Niki eagerly led us over to her huge squash patch.  She did the usual humble gardener thing of apologizing for her garden and how poorly the plants were doing.  Naturally, her plants were double the size of anything in our yards. We walked right into the squash bed as she gently lifted a giant leaf so we could see…a “Squash Bee.”  With great animation, she described how one bee comes early in the morning and throws itself completely over the pollen…and then proceeds to eat all day long.  This bee seems oblivious to us and looked like it was lounging in its own little opium den, covered in pollen and eating as much as it could. Niki lowered her voice and said, “Sometimes there are two bees.”  The male comes first and then is joined by a female…and the two of them spend the day in a frenzy of mating and eating, mating and eating (she watched). Once they finish one blossom, they moved to the next one.

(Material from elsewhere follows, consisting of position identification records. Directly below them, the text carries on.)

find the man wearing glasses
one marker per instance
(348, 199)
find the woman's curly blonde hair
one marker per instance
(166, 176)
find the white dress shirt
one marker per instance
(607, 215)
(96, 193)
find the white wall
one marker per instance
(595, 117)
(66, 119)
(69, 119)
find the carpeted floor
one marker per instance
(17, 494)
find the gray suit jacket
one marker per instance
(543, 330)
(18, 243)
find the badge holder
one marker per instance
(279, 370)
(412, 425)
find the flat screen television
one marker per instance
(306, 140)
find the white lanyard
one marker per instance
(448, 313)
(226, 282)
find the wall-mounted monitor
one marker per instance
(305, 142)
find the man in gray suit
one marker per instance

There are two genera of native squash bees, Peponapis and Xenoglossa, and they are specialist bees. Cucurbits are all they pollinate.  And they are very resourceful and start pollinating earlier in the morning before the honey bees are even awake.  So take a look under your leaves one morning and peer deep into squash blossoms.  In areas with healthy squash bee populations, there can be as many as one bee per every five blossoms.  Another marvel of the natural world….hidden in plain view before us.

Of course, while you are peeking under giant squash leaves, don’t forget to look for that pest of the squash kingdom…the squash bug…and pick it off and throw it away.